However, the typical perspective in the healthcare setting is that the observed quality is good enough, given the cost-control environment, demanding work conditions, overloaded workers and managers, and burden of regulatory requirements [4]. The "we are different" attitude still prevails, as shown by the statement "I'm not sure it's reasonable to expect laboratories to achieve the same defect rate as activities such as baggage handling." It isn't - we should do better!

Measurement Considerations

It appears to be simple procedure to count defects or errors and convert them to a sigma-metric for process performance. However, the design of the experiment, collection of data, and the analysis of that data are still critical.

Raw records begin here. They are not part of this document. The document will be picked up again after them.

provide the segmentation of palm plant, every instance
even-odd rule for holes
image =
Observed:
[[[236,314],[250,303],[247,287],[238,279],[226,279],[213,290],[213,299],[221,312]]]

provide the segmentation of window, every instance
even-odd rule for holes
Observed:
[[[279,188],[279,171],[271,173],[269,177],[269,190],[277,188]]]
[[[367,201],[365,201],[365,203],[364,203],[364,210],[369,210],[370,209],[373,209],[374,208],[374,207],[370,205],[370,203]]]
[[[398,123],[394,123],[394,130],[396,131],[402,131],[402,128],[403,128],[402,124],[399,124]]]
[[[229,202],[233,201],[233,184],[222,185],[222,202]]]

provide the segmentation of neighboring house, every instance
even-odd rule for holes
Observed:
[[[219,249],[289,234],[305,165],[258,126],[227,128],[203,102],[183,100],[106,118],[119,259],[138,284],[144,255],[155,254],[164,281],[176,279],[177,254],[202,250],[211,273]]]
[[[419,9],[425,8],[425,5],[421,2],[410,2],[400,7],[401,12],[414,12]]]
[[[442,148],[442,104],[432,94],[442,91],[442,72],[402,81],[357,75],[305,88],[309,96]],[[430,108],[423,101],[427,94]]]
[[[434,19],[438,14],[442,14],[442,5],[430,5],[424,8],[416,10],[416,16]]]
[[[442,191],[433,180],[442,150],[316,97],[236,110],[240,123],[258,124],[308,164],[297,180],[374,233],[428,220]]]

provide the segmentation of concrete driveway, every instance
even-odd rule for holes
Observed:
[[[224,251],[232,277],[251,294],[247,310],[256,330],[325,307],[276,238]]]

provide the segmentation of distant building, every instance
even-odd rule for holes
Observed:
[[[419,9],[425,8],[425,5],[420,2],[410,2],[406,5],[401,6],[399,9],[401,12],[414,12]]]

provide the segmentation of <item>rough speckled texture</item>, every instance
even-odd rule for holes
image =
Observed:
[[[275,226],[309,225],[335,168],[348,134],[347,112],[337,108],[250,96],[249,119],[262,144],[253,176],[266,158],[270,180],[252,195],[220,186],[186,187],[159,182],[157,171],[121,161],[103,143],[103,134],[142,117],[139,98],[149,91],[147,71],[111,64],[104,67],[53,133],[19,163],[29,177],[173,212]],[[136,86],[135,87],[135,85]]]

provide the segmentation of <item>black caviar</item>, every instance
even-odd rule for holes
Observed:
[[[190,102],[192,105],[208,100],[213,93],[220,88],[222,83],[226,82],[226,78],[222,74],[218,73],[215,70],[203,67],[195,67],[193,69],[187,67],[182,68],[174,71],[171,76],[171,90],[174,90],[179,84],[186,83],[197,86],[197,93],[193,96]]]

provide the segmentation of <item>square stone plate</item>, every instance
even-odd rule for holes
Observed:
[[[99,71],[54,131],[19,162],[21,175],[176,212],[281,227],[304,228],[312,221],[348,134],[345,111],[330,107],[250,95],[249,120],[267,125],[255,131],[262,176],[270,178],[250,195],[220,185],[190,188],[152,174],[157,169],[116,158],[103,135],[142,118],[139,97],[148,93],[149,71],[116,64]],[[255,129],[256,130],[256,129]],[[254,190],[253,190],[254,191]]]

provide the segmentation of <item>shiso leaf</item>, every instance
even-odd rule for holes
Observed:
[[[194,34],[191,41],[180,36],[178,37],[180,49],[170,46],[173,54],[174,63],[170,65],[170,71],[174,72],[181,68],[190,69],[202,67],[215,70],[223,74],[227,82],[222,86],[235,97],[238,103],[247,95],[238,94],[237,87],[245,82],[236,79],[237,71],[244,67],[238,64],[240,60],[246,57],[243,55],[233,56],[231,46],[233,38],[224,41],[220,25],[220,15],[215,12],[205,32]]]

What's a defect? It's critical to define a defect or error. Remember the recent national dilemma concerning the presidential vote in Florida and the difficulty of defining a defective ballot or vote. Similar things have happened in the laboratory. One widely quoted study about the frequency of laboratory errors was a review of 363 incidents captured by the hospital's quality assurance program [5]. Pre-analytic mistakes accounted for 45.5% of those incidents, analytic errors accounted for 7.3%, and post-analytic for 47.2%.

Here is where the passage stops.